La anécdota ayuda a condensar el relato: «Cuando llegué al campo, justo antes de cruzar la puerta, miraba a dos niños jugando, tirándose el agua el uno al otro, hasta que se dieron cuenta de que estaban acercándose a la valla. Entonces pararon, dieron media vuelta y se alejaron de allí. Aquí hasta la diversión está limitada». Lo cuenta Josep Benavent, activista y voluntario de Quatretonda, que acaba de regresar del campo de refugiados de Cherso, en Grecia. Antes estuvo en Idomeni hasta que fue desmantelado. Ambos recintos, a menos de una hora de distancia entre sí, se encuentran en el norte del país, lindando con Macedonia.

En Cherso viven más de un millar de refugiados, sobre todo sirios aunque también iraquíes y de los cuales cerca de una tercera parte son menores de edad. El campamento está delimitado por una valla coronada con alambre de espino y una treintena de militares custodian y acotan la rutina de sus habitantes. «Algunos días hay más soldados, sobre un centenar, cuando toca recuento (de refugiados)», relata Benavent. Él forma parte del tercer núcleo presente en Cherso, los voluntarios, un grupo que ronda las tres decenas sin contar a los miembros de las grandes ONG que, según relata Benavent y otros voluntarios independientes en el mismo lugar, se mantienen en un plano secundario respecto a la vida allí dentro.

El joven no viajó solo hasta Grecia, sino que lo hizo como miembro del colectivo Balloona Matata. La asociación organizó antes del verano un festival en Rambleta para recaudar fondos y con ellos compró la furgoneta que han utilizado para desplazarse hasta el campamento. Cada día durante la última quincena de agosto el equipo, de una decena de voluntarios, aparecía en el campo de Cherso cerca de las nueve de la mañana para repartirse en clases para niños de matemáticas e inglés, y talleres de deporte o baile para adultos por la tarde. La mayor parte de estas actividades se desarrollan en el centro cultural o en guarderías que un grupo de Barcelona había levantado antes.

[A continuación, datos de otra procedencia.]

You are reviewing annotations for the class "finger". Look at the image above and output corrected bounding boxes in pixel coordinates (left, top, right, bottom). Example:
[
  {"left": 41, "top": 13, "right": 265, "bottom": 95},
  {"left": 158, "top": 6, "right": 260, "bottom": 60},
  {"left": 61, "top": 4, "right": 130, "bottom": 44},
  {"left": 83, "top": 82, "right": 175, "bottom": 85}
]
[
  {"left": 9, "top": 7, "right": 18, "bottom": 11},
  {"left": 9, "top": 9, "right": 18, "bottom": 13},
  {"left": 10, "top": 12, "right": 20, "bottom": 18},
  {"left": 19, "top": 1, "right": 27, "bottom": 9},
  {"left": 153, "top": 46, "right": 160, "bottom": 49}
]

«Los niños te ofrecen todo lo que encuentran: te hacen collares o te dan su merienda; y cuando te ven entrar por la puerta se van a por ti», relata Natalia Bonillo, otra de las voluntarias del grupo. Entre actividades, en dos turnos al día, los habitantes de Cherso comen lo que les sirven los militares. Cada día el mismo menú: zumo de naranja, manzana, cruasán y ciruela, más un plato de arroz que lleva carne en días alternos.

Al anochecer, los voluntarios abandonan el recinto bajo la severa mirada del ejército y quienes se quedan aguardan un nuevo día que será el mismo. «Te preguntan mucho qué pasa afuera. La mayoría quiere ir a Alemania y les respondes que no sabes cómo está el tema. Una mujer me dijo el otro día: ´todos decís I don´t know´». Intuyen, aunque nadie se lo confirma, que el campo se cerrará antes de que llegue el invierno. «Hay quien se plantea regresar a Siria; dicen que al menos allí tienen casa», describe Bonillo. La mayoría de ellos, o al menos quienes logran reunir el dinero, intentan la pasar fronteras con alguna mafia. «En las ciudades hay muchos en pisos abandonados, a la espera de estos viajes», cuenta Benavent. El campo engulle de nuevo esas aventuras frustradas.

Si a los refugiados les acosa la incerteza sobre su futuro, los voluntarios vuelven a casa con sus propias preguntas. «Nos preguntamos mucho entre nosotros qué es Europa, qué estamos haciendo», exclama Bonillo. Benavent aporta una respuesta habitual en el grupo: «Es una vergüenza».